A partir de 2026, os partidos precisarão obter 2,5% dos votos válidos para deputado federal, distribuídos em pelo menos nove estados, com no mínimo 1,5% em cada um, ou eleger 13 deputados por nove estados distintos. Em 2030, as exigências aumentarão para 3% dos votos nacionais ou 15 deputados eleitos.
Apesar de ter apoiado a EC 97 com todos os seus 34 votos na Câmara, o PSDB não previu os desafios que enfrentaria. O partido, que governou o Brasil por oito anos e alcançou seu auge em 1998 com 99 deputados eleitos, teve uma drástica queda de desempenho. Em 2022, elegeu apenas 13 deputados e nenhum senador, demonstrando sua perda de protagonismo.
As causas da crise tucana são diversas. Entre elas, destacam-se a desarticulação interna promovida por João Doria, o apoio ao impeachment de Dilma Rousseff, os escândalos da Lava Jato, as acusações contra Aécio Neves e a ascensão de Jair Bolsonaro, que conquistou o eleitorado de direita antes alinhado ao PSDB. Além disso, as novas regras dificultaram o acesso a recursos públicos, aumentando a pressão sobre o partido.
Para evitar o desaparecimento, o PSDB avalia a possibilidade de fusões com outras legendas, como PDT, Solidariedade, MDB e PSD, ou mesmo a formação de uma federação. No entanto, essas negociações precisam ser concluídas antes das eleições de 2026, quando o partido ainda possui recursos do fundo partidário e tempo de propaganda.
Um ponto central nas negociações é o controle do diretório mineiro, liderado por Aécio Neves, figura-chave nas articulações. A disputa interna pelo controle dos diretórios estaduais e municipais também representa um desafio para a conclusão de qualquer acordo.

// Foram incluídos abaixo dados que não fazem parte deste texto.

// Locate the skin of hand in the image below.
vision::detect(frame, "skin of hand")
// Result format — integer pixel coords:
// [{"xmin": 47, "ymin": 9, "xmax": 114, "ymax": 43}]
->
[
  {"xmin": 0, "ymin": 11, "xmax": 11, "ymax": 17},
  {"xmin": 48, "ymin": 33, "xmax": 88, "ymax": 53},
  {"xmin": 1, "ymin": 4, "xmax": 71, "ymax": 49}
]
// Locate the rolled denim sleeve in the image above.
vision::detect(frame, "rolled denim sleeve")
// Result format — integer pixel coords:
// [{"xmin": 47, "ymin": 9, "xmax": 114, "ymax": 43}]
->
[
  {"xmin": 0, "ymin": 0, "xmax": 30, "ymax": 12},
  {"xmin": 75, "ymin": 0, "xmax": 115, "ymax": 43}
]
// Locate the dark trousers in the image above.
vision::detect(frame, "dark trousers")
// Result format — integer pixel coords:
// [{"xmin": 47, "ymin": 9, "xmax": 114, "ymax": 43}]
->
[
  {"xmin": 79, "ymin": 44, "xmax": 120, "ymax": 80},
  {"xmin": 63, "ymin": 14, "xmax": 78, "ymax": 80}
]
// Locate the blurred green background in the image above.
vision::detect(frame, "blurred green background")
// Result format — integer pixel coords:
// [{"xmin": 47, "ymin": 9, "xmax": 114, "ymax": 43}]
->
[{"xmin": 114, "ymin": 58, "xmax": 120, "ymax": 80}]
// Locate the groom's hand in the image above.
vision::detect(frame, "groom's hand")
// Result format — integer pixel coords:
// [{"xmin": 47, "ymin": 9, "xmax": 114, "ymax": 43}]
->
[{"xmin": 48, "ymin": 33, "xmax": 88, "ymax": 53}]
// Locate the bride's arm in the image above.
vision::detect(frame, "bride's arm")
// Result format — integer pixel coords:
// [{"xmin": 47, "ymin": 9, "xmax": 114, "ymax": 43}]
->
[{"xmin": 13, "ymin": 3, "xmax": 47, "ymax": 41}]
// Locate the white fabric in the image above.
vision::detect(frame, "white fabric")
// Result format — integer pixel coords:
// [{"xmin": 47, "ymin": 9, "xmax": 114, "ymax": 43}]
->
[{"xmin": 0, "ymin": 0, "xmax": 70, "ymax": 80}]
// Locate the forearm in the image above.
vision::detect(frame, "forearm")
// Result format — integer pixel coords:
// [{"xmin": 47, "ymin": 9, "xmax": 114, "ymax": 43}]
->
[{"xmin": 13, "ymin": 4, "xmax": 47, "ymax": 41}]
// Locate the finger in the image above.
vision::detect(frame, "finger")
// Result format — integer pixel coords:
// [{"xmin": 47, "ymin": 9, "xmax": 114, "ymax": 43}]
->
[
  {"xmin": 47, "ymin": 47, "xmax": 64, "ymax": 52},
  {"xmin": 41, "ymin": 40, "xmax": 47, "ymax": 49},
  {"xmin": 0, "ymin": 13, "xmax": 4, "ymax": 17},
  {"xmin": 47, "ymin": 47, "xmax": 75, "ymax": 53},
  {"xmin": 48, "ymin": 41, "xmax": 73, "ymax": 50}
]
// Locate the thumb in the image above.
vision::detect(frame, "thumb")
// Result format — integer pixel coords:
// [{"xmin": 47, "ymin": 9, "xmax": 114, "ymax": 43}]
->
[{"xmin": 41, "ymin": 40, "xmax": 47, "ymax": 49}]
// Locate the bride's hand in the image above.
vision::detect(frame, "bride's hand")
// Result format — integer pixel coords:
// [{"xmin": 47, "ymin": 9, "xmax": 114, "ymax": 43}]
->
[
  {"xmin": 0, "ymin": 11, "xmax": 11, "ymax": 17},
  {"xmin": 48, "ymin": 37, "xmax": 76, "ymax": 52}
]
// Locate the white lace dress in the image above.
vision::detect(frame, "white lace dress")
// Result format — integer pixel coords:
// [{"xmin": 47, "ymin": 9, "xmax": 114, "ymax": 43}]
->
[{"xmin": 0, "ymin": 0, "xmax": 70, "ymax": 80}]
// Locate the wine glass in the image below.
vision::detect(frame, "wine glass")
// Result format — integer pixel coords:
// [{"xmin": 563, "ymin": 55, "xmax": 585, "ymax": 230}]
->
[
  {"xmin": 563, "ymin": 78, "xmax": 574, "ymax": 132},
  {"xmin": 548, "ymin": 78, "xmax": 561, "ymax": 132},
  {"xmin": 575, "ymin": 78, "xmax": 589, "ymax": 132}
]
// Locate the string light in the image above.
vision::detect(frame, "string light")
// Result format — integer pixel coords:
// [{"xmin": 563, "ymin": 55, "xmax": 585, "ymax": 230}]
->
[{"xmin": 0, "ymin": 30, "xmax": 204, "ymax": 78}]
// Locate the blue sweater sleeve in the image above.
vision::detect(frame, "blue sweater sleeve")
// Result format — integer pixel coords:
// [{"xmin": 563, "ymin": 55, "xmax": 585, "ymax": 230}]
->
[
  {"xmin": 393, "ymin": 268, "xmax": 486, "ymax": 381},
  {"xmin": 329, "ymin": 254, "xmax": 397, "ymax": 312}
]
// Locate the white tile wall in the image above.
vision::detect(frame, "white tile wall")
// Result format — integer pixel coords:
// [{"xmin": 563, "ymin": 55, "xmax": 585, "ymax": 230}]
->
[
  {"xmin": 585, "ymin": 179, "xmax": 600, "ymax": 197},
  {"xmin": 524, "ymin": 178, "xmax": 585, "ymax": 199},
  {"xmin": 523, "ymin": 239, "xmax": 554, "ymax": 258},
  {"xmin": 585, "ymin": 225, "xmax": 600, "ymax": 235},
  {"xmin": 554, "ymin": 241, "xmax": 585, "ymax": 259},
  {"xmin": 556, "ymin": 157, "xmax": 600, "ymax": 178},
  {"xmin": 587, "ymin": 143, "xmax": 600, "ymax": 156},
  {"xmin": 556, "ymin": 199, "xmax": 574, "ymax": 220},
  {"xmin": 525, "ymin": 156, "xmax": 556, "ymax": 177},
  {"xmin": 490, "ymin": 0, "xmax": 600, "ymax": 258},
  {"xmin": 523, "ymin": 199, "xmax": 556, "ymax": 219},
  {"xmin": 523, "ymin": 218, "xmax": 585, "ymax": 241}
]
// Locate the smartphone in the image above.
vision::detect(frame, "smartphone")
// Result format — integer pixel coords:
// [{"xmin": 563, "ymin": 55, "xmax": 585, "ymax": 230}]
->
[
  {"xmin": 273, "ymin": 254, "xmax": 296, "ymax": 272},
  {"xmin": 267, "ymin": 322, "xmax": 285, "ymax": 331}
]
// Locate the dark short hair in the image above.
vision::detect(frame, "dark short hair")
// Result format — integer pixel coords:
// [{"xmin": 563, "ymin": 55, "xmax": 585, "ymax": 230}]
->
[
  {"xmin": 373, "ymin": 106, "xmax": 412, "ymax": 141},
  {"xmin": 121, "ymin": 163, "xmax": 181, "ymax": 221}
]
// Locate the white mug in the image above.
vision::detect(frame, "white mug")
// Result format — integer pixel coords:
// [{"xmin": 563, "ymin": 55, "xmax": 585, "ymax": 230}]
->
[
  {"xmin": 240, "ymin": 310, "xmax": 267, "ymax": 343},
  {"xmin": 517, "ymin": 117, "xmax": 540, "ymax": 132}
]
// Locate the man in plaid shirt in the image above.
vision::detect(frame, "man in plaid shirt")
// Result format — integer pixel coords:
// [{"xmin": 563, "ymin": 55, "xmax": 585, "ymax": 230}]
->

A grande esperança tucana está em uma nova reforma eleitoral, prevista para ser discutida no Congresso no segundo semestre de 2025. As mudanças propostas no novo Código Eleitoral, atualmente em tramitação no Senado, são fundamentais para a definição das regras futuras. Apesar de manterem o fim das coligações proporcionais e a cláusula de desempenho, essas alterações podem abrir espaço para negociações que favoreçam a sobrevivência do PSDB.
Independentemente da posição em relação ao partido, acompanhar os debates no Congresso será crucial. O novo Código Eleitoral promete influenciar não apenas o futuro dos tucanos, mas também o cenário político brasileiro como um todo.